More than 500 members of the Killeen-Fort Hood area gathered on Monday to honor the men and women who died serving their country during a Memorial Day ceremony at the Central Texas State Veterans Cemetery.
Killeen Mayor Jose Segarra welcomed the crowd, comprised of Gold Star families honoring their fallen loved one, veteran organizations laying wreaths and more than 100 motorcycle riders from different motorcycle clubs.
Gold Star families are the immediate family members of service members who died during service or of service-related injuries or illnesses.

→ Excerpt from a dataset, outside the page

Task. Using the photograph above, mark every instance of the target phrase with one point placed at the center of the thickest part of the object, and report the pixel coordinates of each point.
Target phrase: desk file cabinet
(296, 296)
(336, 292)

Harker Heights Mayor Spencer Smith read a proclamation honoring Memorial Day and guest speaker Maj. Gen. Paul T. Calvert, 1st Cavalry Division commander, spoke of the history and meaning behind the ceremonies held to honor those who died during service. The 1st Cavalry Division Flag Detail and Honor Detail provided the presentation of colors, a 21-gun salute and the playing of taps.
“This is a special place for a number of families, a number of veterans and it’s a special place for me,” Calvert said. “I have one of my soldiers from the surge, when I was a squadron commander, that is buried here and I’m going to go visit him in just a few minutes.”
The cemetery became more special for the “First Team” commander when, while looking for the grave of his soldier, Spc. Donald Allen Wesley Burkett, he came across the grave of another of his soldiers who was killed in Iraq during the surge.
“To the family members, thank you for your own sacrifices, thank you for sharing your loved one with us,” he said. “In many ways, the families of veterans and those who are serving are sacrificing in a tremendous way, and in a lot of ways they serve our nation as well.”
The solemnity of the ceremony and meeting many Gold Star families was very emotional, according to Jean Shine, the civilian aide to the secretary of the Army for the Killeen-Fort Hood area.
“It’s very heart-warming,” she said. “We were placed here for a reason — it’s to support our soldiers, our veterans and their families, and our community and our state does it well.”
Following the ceremony, those in attendance took time to visit the graves of loved ones and spend a few moments with the more than 7,000 veterans buried at the cemetery.